А главное стереть из памяти как кончала от этого. Со слезами на глазах, с ненавистью к себе. НО кончала. Потому что, когда у такого человека есть цель, он ее добивается.
Но это все оправдания.
Потому что я должна была лечь, вытерпеть оплату свободы любимого и все. Но я извивалась под приемным отцом, как шлюха, выстанывая сначала от отвращения к нему. А потом к себе.
Потому что тело всего лишь инструмент.
А он оказался первоклассным музыкантом. Мастером по удовлетворению и унижению женщин. Не думала, что, кончая можно выть от ненависти к себе.
— Никогда не встречал столь фригидной суки, — стоит он голый с поникшим отростком, который так и не поднялся во всю длину и не стал полностью твердым. Даже когда был во мне. О, Господи…
Рвотный рефлекс становится сильнее, и я еле сдерживаю его, содрогаясь всем телом.
Шлюха. Грязная. Оскверненная. А он глумится. Ему смешно. А мне тоже хочется посмеяться, потанцевать на его могиле.
Ирония судьбы, но в моей руке оказывается огромная спица. Как тот самый карандаш. Острый. Заточенный. Опасный.
И даже думать не хочется. Нужно действовать.

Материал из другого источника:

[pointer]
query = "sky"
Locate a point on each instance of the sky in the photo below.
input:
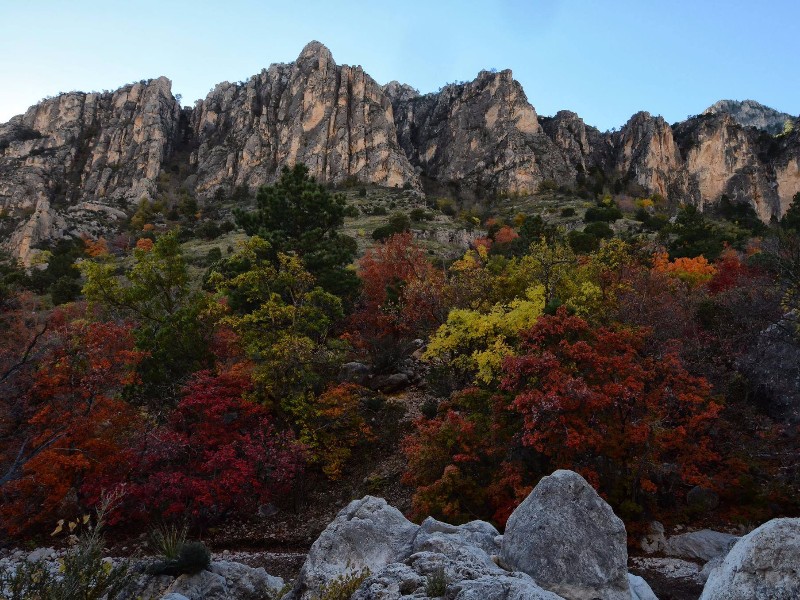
(603, 59)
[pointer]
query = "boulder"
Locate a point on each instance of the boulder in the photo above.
(512, 586)
(569, 540)
(764, 564)
(475, 533)
(366, 534)
(204, 585)
(701, 545)
(640, 589)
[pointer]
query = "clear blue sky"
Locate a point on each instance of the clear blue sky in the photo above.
(604, 59)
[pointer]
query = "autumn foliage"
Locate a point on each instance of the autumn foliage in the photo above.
(217, 455)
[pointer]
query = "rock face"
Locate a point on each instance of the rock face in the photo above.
(702, 545)
(78, 163)
(749, 113)
(74, 163)
(335, 119)
(762, 565)
(569, 540)
(483, 134)
(366, 534)
(562, 542)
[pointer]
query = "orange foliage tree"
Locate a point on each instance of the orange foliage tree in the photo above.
(64, 424)
(635, 425)
(402, 298)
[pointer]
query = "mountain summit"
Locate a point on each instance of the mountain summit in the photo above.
(80, 163)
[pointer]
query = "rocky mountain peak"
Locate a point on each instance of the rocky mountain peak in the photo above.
(749, 113)
(315, 55)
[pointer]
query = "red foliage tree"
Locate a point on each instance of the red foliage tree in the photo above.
(61, 422)
(218, 455)
(634, 424)
(402, 298)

И пусть мне не простят смерти мэра. Даже если я его приемная дочь. Пусть. Мне не простят. Мне нечего терять.
Не надо Лана. Не надо делать столь опрометчивых шагов.
Подумай. Даже если ты пошатываясь поднялась на ноги в этом храме извращенца.
Даже если ты уже сделала пару шагов к нему и готова занести оружие, забрать жизнь точно так же как он забрал твою жажду жизни.
Подумай!
Но размышлять рационально не выходит. Все во мне горит и надпись неоновый вывески бьет прямо по глазам, не давая сосредоточится.
Убей! Он не достоин жить!
Последний рывок. Рев. Его спина так близко.
Как вдруг он оборачивается подставляет ладонь, и спица входит в нее, как в густую смесь. Легко и непринужденно. Пронзает насквозь.
Испуганно замираю, смотря, как по руке льется кровь.
— Хотела убить собственного отца? — гадливо усмехается он, как будто не чувствуя боли.
Что? Какого отца?
Он отнимает руку и другой достает спицу.
— Ты мне не отец, — цежу сквозь зубы, уже не боясь этого подонка. Пусть убивает. Мне плевать. Вот только… — Не отец!
— Твоя мать поведала бы тебе об обратном, — искрит он глазами, а у меня дыхание будто ногой выбивают.
Словно Максим снова меня толкнул на пол кабинета, а вокруг насильники.
Не может быть. Не. Может. Быть!
— Ты лжешь! Это неправда! Неправда! — мотаю я головой, обнимая себя. — Ты просто приемный. Ты просто опекун!
Дрожу. Задыхаюсь. Замерзаю от ужаса и отрицания происходящего. Укрыться бы одеялом. НО его нет. Ничего у меня не осталось.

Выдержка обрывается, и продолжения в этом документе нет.